Benvenuto Kiki su Fuori La Scatola per questa nuova intervista! Il titolo dell’EP, “José”, sembra portare con sé un forte significato simbolico. Cosa rappresenta per te questo nome, e in che modo si lega al tema del sogno e della libertà che esplori nell’EP?
José rappresenta la figura del sognatore, un semplice ragazzo che vuole partire per il mare, con tutta la sua inesperienza, affrontando i rischi e i pericoli che ne conseguono. In particolare si collega al tema della libertà perché lui si sente oppresso dalla madre e dai coetanei che lo prendono in giro. Il suo unico modo per sentirsi libero è stare sulla barca, in pace, con sé stesso, lontano dai problemi.
Nel brano “José”, racconti di qualcuno che sceglie di partire nonostante i rischi e i legami. Quanto di questa storia è autobiografica e in che modo il tema della libertà personale si intreccia con la tua esperienza artistica e umana?
Nulla di questa storia è autobiografica se non lo sfondo concettuale sopra descritto; sicuramente anche io mi reputo un continuo sognatore e spesso mi abbatto e mi scontro con gli ostacoli della realtà quotidiana che mi spengono e a volte hanno la meglio sulla mia voglia di spaccare. Il tema della libertà è molto complicato e credo sia connesso all’indole e alla passione di ciascuno di noi. Solo in questi momenti di realizzazione della nostra passione, che nel mio caso è sia la musica che l’attività di educatore, noi siamo al cento per cento liberi e privi di pressioni sociali.
L’EP alterna momenti di malinconia a sfumature di leggerezza, come vediamo in “Quattro minuti”. Come hai deciso di bilanciare questi stati d’animo contrastanti all’interno del progetto? Cosa speri che l’ascoltatore percepisca da questa alternanza?
Vorrei dare all’ascoltatore questa sensazione di conflitto interiore, di dilemma morale, l’EP è infatti pieno di domande nei testi, che mi autopongo tramite i personaggi di cui scrivo. La chiusura di “Quattro minuti” è un invito a lasciarsi andare e a sospendere momentaneamente questo conflitto.
“Sette e un quarto” sembra essere un flusso di coscienza profondo e intenso. Qual è stato il processo creativo dietro questa traccia? Come hai lavorato per trasmettere l’idea dei sogni irrealizzati e del peso di certe aspettative?

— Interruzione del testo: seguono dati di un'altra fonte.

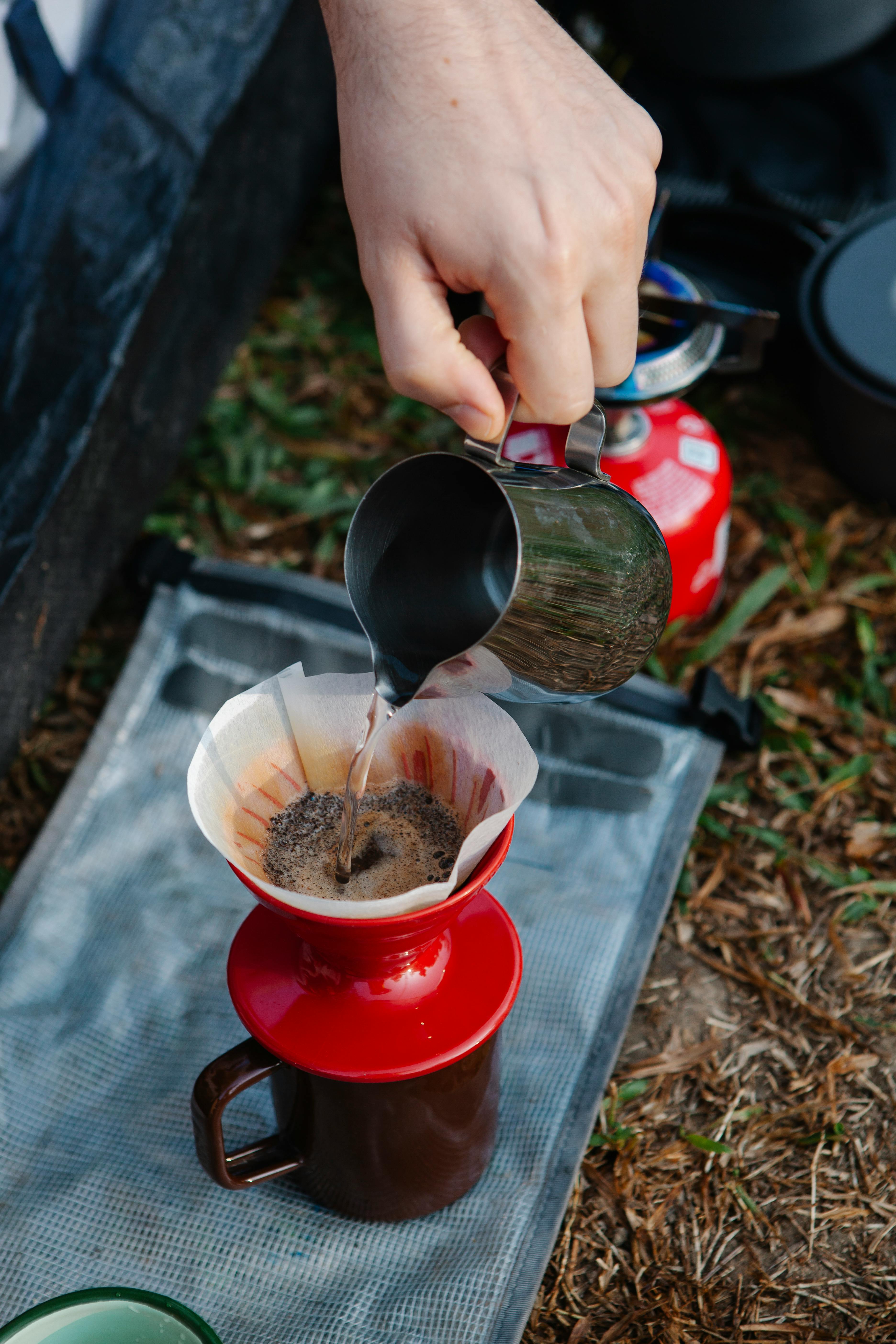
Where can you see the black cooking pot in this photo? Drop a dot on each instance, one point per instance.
(764, 39)
(848, 314)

“Sette e un quarto” rappresenta il momento più negativo dell’EP. Il ritornello dice: “Siamo solo noi che lasciamo le ali nel cassetto dei tuoi sogni”, il brano rappresenta il momento di abbandono nella realizzazione del proprio sogno. La canzone è stata scritta di getto seguendo il flusso di pensieri che avevo in quel momento.
In “Lacrime al coperto” esplori la storia di una ragazza che sogna di diventare cantante ma fatica a credere in sé stessa. Pensi che il dubbio e l’incertezza siano elementi inevitabili nel percorso verso il raggiungimento dei propri sogni, o c’è un messaggio di speranza che vuoi trasmettere?

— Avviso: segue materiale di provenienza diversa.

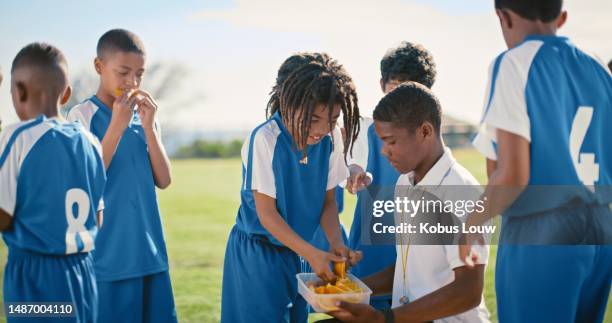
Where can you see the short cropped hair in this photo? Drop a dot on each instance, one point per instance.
(51, 67)
(408, 62)
(542, 10)
(409, 105)
(120, 40)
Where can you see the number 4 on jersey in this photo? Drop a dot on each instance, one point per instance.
(584, 163)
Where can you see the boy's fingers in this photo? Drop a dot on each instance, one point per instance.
(337, 258)
(349, 307)
(327, 275)
(356, 257)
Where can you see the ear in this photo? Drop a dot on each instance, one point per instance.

Penso che tutto questo “rimuginare” sulla realizzazione o meno dei propri sogni che torna nell’EP, sia un’esagerazione e un sintomo di incertezza e di bassa autostima. Da una parte il dubbio e le incertezze sono inevitabili, dall’altra l’EP vuole marcare questa esagerazione di questi pensieri tormentati, che infatti si chiudono positivamente con “Quattro minuti” che vuole sospendere il giudizio interiore e invita a “svagarsi”.
Lasciamo l’ ultimo spazio dell’ intervista al nostro ospite. Puoi ora lanciare un tuo messaggio o rispondere alla domanda che avresti voluto ma non ti è stata fatta!
Vorrei spiegare una barra di cui non ho ancora parlato. Nel ritornello di “Sette e un quarto” dico: “Potresti realizzare che siamo anche noi sogni ma non lo faremo mai”. L’invito all’ascoltatore qui è quello di realizzare la preziosità di ognuno di noi e il fatto che la nostra vita è già il sogno di magari tante altre vite, di altre persone più sfortunate di noi. L’invito è di concentrarci su quello che abbiamo, che spesso è molto prezioso e molto di più rispetto alle poche cose che ci mancano. 🙂 Grazie.